Katz got his start as a correspondent while still a student at Northwestern University, reporting from the Pentagon during the first months of the Iraq War, then amid the bombings and attacks of the Second Intifada for the Associated Press in Jerusalem. After a brief stint covering poker tournaments, Katz returned to Washington, where at the age of twenty-five he broke the story that Senate Majority Leader Bill Frist, then the frontrunner for the GOP presidential nomination, had sold millions of dollars of his family’s hospital stock just before the price dropped, triggering two federal investigations. (On Katz’s last day on Capitol Hill, the majority leader’s chief of staff erupted at him on the Senate floor, sparking a confrontation that, as one observer later remarked, “lasted longer than Frist’s briefing.”)

Katz then went overseas. In seven years as a foreign correspondent with the Associated Press, he reported from more than a dozen countries and territories, primarily in Latin America and the Caribbean, along with stints in China and as an editor in New York. For his reporting on the Haiti earthquake and its aftermath, Katz was awarded the prestigious Medill Medal for Courage in Journalism (now the James Foley/Medill Medal). Other journalism honors include the National Headliners Award, two finalist nods from the Livingston Award for Young Journalists and finalist recognition from the Michael Kelly Award for the “fearless pursuit and expression of truth.” He was later named one of Diplomatic Courier Magazine’s Top 99 Foreign Policy Leaders Under 33.

He is now a regular New York Times contributor. His recent coverage includes police shootings and the murder of three Muslim students in Chapel Hill, NC, as well as international features on migration, public health and disaster journalism for the New York Times Magazine. He authored a widely lauded series of articles from the 2015 UN climate change summit in Paris for the New Republic. Other work has been featured in Foreign Policy, Politico Magazine, The Atlantic, Pacific Standard, and the New Yorker online, among other publications, with grants from the Pulitzer Center on Crisis Reporting.
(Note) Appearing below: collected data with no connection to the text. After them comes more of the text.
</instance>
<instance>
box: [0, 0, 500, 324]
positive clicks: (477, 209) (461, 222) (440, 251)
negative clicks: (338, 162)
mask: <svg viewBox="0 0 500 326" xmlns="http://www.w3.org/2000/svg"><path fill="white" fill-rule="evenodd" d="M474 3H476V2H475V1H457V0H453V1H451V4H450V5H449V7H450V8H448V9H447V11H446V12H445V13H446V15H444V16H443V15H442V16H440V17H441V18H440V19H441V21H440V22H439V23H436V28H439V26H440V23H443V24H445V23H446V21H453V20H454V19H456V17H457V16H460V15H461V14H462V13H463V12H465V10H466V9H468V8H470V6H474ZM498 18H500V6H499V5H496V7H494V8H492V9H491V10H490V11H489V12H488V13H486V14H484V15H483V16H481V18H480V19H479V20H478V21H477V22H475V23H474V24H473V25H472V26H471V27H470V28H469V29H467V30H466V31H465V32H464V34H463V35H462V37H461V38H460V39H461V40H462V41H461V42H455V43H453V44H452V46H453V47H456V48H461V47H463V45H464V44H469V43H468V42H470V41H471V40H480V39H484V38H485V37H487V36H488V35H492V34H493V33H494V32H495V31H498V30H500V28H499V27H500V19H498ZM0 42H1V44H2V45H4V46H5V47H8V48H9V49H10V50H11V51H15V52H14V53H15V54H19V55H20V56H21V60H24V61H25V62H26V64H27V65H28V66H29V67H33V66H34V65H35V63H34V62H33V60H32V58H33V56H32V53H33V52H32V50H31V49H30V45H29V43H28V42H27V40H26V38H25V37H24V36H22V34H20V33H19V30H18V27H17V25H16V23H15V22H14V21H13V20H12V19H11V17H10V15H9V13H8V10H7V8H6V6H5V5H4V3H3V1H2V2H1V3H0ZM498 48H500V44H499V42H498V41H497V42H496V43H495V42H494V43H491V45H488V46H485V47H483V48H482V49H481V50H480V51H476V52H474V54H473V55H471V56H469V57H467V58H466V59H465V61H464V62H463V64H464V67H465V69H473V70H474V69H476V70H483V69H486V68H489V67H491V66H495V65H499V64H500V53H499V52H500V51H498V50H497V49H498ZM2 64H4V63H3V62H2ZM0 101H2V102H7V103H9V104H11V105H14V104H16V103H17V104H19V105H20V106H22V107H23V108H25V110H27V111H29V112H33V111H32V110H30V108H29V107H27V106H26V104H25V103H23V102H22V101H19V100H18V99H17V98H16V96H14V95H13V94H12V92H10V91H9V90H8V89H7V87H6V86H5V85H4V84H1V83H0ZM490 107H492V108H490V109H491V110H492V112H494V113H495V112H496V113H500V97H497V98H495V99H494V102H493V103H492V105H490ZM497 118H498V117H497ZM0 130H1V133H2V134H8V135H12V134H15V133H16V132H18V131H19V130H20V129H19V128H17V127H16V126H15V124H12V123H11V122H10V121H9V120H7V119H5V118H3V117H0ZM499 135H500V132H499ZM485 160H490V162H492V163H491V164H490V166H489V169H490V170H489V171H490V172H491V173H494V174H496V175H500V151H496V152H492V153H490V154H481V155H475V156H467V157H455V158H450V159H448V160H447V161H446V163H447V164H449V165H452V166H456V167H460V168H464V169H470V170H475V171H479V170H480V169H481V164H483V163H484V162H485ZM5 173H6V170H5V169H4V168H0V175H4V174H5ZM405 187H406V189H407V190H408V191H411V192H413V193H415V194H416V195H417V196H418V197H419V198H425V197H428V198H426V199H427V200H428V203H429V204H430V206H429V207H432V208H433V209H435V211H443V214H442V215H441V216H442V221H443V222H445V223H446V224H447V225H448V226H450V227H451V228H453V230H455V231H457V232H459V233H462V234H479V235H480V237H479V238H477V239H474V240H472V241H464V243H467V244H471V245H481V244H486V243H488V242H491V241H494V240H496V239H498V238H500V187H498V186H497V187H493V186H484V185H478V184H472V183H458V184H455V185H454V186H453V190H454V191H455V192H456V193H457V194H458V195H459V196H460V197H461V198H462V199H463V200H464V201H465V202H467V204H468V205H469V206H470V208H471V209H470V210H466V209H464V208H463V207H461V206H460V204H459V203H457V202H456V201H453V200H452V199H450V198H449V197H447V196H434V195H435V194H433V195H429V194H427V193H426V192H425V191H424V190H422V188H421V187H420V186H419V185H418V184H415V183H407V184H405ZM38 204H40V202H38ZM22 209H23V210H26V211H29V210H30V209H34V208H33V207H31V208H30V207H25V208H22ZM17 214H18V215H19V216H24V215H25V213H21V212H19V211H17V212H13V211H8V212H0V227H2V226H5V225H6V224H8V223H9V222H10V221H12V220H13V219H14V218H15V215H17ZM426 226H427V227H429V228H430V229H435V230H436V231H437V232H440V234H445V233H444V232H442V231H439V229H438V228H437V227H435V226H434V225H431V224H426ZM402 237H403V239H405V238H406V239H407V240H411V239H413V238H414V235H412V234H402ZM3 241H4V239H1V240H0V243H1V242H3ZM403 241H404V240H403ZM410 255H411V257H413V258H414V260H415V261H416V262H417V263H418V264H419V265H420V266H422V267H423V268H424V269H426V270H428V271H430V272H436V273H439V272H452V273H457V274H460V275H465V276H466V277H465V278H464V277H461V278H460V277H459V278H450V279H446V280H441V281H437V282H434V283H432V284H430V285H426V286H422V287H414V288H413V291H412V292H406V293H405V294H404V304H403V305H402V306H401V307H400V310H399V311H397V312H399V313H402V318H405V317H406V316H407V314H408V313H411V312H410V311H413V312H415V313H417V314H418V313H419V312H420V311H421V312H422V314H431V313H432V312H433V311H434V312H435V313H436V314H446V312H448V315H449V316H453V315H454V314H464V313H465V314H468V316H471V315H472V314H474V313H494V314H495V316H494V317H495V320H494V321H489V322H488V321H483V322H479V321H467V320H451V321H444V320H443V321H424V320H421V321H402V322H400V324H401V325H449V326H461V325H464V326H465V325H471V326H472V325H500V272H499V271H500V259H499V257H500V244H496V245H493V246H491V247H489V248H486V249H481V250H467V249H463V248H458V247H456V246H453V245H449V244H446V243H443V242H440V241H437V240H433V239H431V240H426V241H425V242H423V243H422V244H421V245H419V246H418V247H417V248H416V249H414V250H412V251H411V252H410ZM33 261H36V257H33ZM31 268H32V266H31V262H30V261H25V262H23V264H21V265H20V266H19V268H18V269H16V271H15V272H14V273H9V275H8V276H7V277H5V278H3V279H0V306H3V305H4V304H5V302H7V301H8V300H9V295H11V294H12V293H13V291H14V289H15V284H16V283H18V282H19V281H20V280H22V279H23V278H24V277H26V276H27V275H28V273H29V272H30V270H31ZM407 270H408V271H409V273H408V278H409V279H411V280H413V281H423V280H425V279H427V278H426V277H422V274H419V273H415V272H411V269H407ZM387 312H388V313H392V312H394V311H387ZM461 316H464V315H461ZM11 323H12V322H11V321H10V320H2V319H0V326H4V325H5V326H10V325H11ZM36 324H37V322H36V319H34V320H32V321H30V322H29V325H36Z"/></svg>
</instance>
Katz formerly directed the Media & Journalism Initiative at Duke University’s John Hope Franklin Humanities Institute. He is currently writing a book – Gangsters of Capitalism – about Gen. Smedley Butler and the legacy of American empire.

Short Bio

Jonathan M. Katz was the Associated Press correspondent in Haiti from 2007 to 2011. The only full-time U.S. news reporter there during the quake, he later broke the story that United Nations soldiers likely caused a post-quake cholera epidemic that killed thousands. Katz has reported from more than a dozen countries and territories. In 2011, he was awarded the Medill Medal for Courage in Journalism. Katz was a 2019 National Fellow at New America. A regular contributor to the New York Times and other publications, he regularly appears on TV and radio and formerly directed the Media & Journalism Initiative at Duke University’s John Hope Franklin Humanities Institute. His next book, Gangsters of Capitalism: Smedley Butler, the Marines, and the Making and Breaking of America’s Empire, will be published in January by St. Martin’s Press.